Lunsford, and others, are also creating training simulation games for non-combat troops. Some 85 percent of the troops in the army have little to do with combat, but their jobs are complex and a challenge. Lunsford was able to create games that delivered the same training effect of "Follow Me", because most jobs require you to make choices and figure things out. That's what a wargame is all about.
The troops were, not surprisingly, among the first to adopt the commercial wargames (often called "historical simulations") that first appeared in the 1950s (as board games). By the 1970s, several of these military wargamers made it to the big time, having their designs published. The first of these games was "Grunt", in 1971. Designed by Vietnam veteran John Kramer (an artillery forward observer), it simulated small unit operations in the mid 1960s. By the 1980s, other services joined. The most notable of these was Air Force F-16 pilot Gary Morgan had published Tac Air and Flight Leader, as well as non-air themed games like Borodino (the 1812 battle). Around the same time, army officer Bill Gibbs created Ranger, Main Battle Area, and AirLand Battle. Navy and marine designers were also active, sometimes just for official use.

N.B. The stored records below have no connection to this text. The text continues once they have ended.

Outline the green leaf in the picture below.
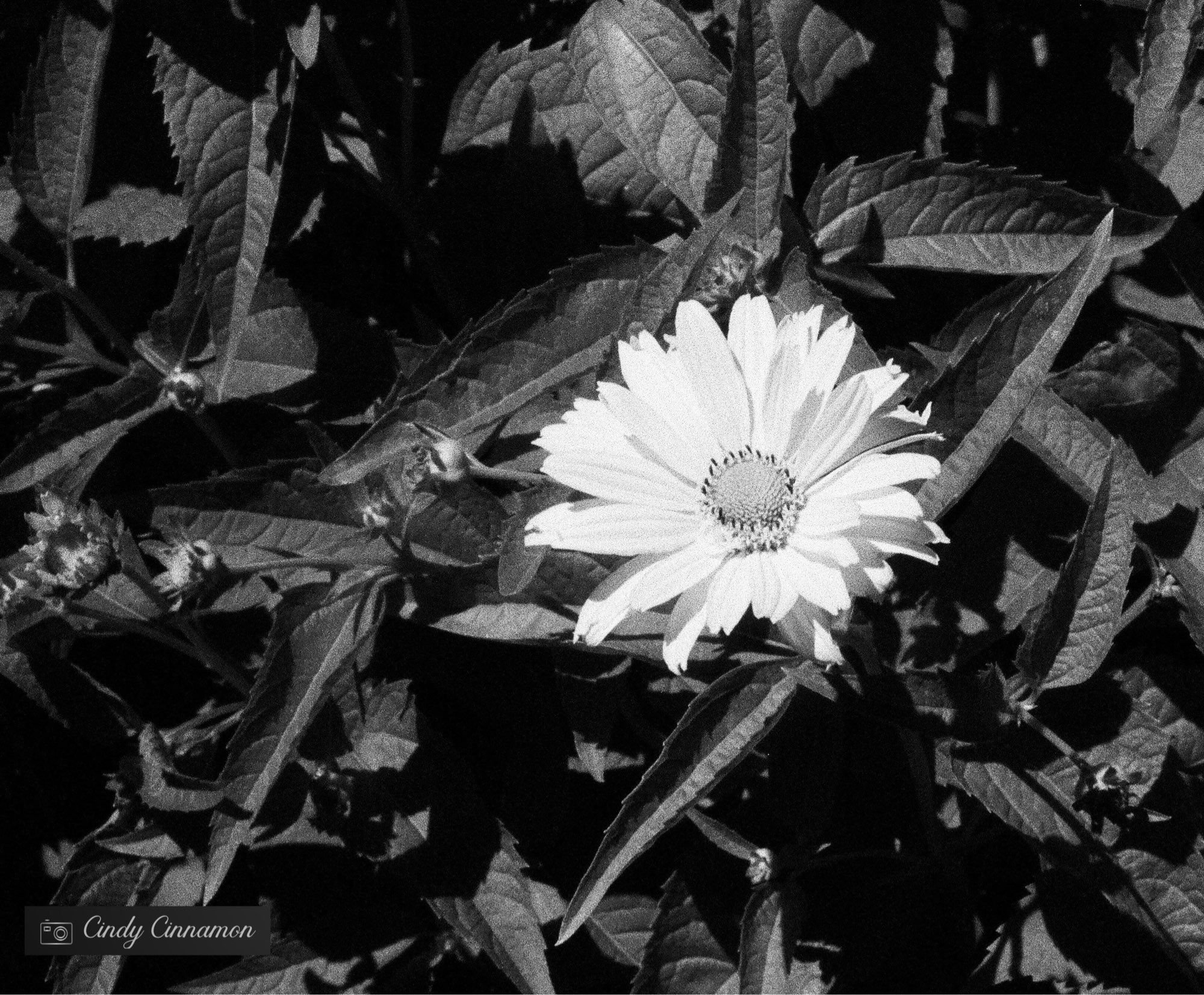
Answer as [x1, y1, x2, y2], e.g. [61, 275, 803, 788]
[1016, 453, 1137, 689]
[768, 0, 874, 107]
[205, 577, 383, 903]
[1049, 319, 1180, 417]
[706, 0, 793, 258]
[152, 25, 291, 401]
[135, 725, 224, 812]
[171, 937, 415, 995]
[568, 0, 727, 214]
[631, 871, 740, 995]
[427, 830, 555, 991]
[321, 246, 661, 484]
[808, 153, 1171, 273]
[1133, 0, 1199, 148]
[12, 0, 113, 241]
[585, 895, 656, 967]
[51, 860, 160, 993]
[1115, 838, 1204, 971]
[73, 183, 188, 246]
[0, 649, 142, 743]
[442, 41, 673, 213]
[739, 884, 799, 995]
[0, 364, 164, 494]
[211, 273, 323, 400]
[919, 214, 1111, 519]
[560, 663, 798, 942]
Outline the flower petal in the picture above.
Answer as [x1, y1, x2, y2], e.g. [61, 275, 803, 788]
[619, 331, 722, 465]
[675, 301, 752, 452]
[573, 553, 663, 646]
[778, 546, 852, 614]
[598, 382, 710, 483]
[808, 453, 940, 498]
[631, 540, 728, 611]
[707, 557, 752, 632]
[662, 577, 710, 673]
[543, 446, 698, 512]
[526, 500, 701, 557]
[789, 376, 874, 487]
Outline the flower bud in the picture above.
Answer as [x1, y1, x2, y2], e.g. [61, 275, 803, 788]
[153, 540, 225, 608]
[22, 490, 117, 590]
[163, 370, 205, 412]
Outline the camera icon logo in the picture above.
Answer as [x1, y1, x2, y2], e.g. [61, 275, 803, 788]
[39, 920, 75, 947]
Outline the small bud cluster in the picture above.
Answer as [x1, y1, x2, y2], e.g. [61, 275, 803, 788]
[163, 370, 205, 412]
[143, 538, 225, 611]
[20, 490, 118, 593]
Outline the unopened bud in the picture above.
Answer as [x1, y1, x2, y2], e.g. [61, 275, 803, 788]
[163, 370, 205, 412]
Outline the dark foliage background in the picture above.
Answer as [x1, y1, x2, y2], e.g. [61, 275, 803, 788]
[0, 0, 1204, 991]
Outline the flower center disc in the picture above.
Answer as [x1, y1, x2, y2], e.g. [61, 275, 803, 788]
[702, 451, 803, 551]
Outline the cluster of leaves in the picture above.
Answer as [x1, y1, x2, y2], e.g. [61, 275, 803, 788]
[7, 0, 1204, 993]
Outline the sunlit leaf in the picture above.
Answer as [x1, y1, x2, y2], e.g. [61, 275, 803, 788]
[153, 29, 291, 401]
[706, 0, 793, 257]
[1016, 457, 1137, 688]
[0, 364, 164, 494]
[560, 663, 798, 941]
[919, 216, 1111, 518]
[631, 873, 740, 995]
[807, 153, 1170, 273]
[73, 183, 188, 246]
[443, 42, 673, 213]
[205, 577, 382, 903]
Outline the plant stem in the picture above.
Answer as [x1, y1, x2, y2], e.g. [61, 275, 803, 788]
[8, 335, 129, 377]
[1013, 705, 1096, 777]
[0, 239, 141, 364]
[320, 25, 468, 328]
[1116, 577, 1155, 634]
[66, 601, 250, 697]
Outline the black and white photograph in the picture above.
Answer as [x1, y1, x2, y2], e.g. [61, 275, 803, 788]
[0, 0, 1204, 995]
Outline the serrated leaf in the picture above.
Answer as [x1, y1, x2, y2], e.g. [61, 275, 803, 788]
[938, 754, 1199, 976]
[442, 41, 673, 213]
[1115, 840, 1204, 971]
[585, 895, 656, 967]
[51, 860, 160, 993]
[136, 725, 224, 812]
[321, 246, 660, 484]
[568, 0, 727, 214]
[12, 0, 113, 240]
[205, 577, 383, 903]
[152, 30, 291, 401]
[0, 364, 163, 494]
[919, 214, 1111, 519]
[631, 871, 740, 995]
[1049, 319, 1180, 416]
[706, 0, 793, 258]
[427, 832, 555, 991]
[808, 153, 1171, 273]
[560, 663, 805, 942]
[150, 471, 395, 569]
[170, 937, 415, 995]
[739, 884, 799, 995]
[1133, 0, 1199, 148]
[768, 0, 875, 107]
[1016, 454, 1137, 688]
[72, 183, 188, 246]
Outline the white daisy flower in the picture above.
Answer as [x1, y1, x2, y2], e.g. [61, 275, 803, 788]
[526, 295, 948, 672]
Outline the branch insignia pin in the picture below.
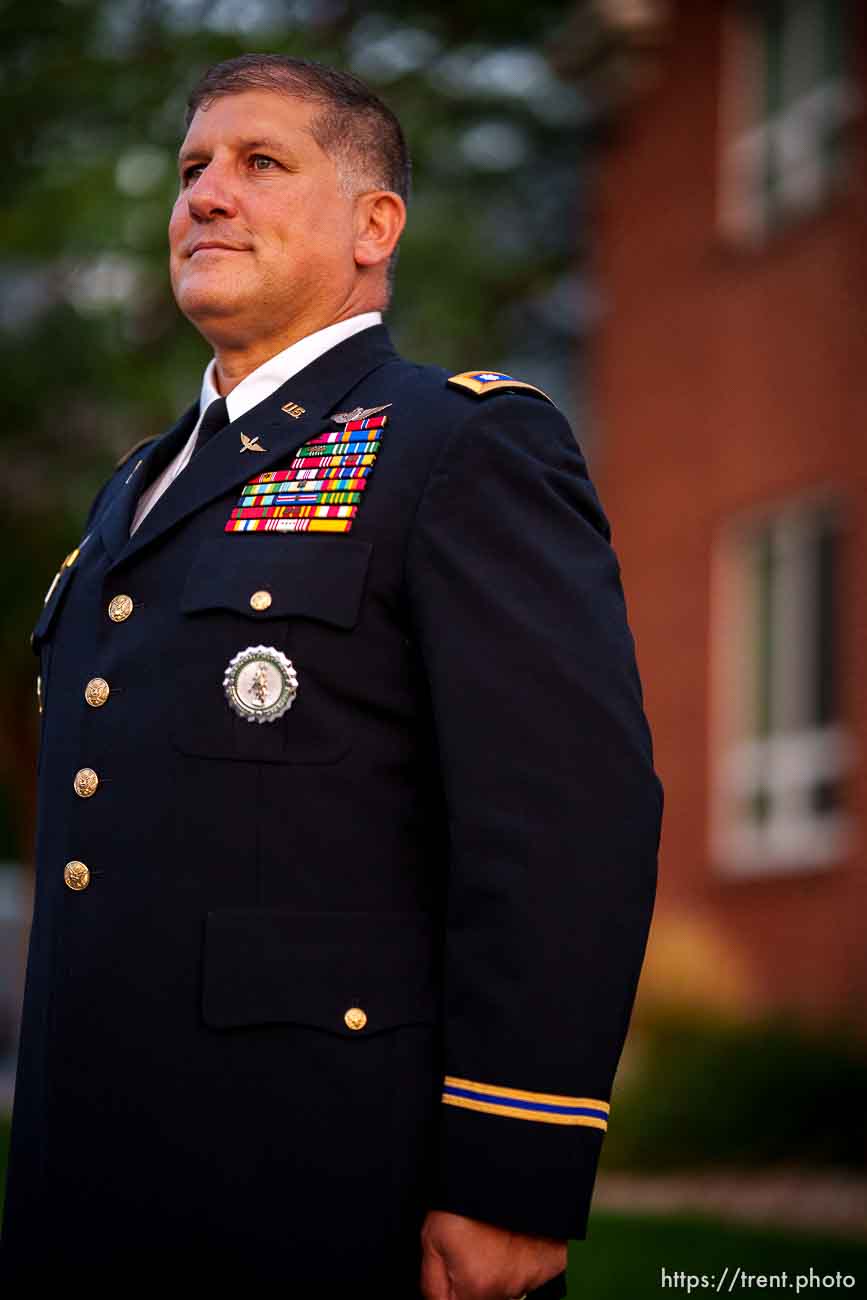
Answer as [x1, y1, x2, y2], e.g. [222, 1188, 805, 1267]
[331, 402, 393, 424]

Gary Morgan's experience was most interesting. His first two published designs (Tac Air and Flight Leader) began as official Air Force wargames called FEBA and Check Six. This was unusual, although many other manual wargames designed by uniformed wargamers for professional use were of commercial quality.
These wargames never became mass market items. Accurate military simulations have always been a niche market. And now, the troops themselves, are not only a major segment of the users, but a growing portion of the designers as well.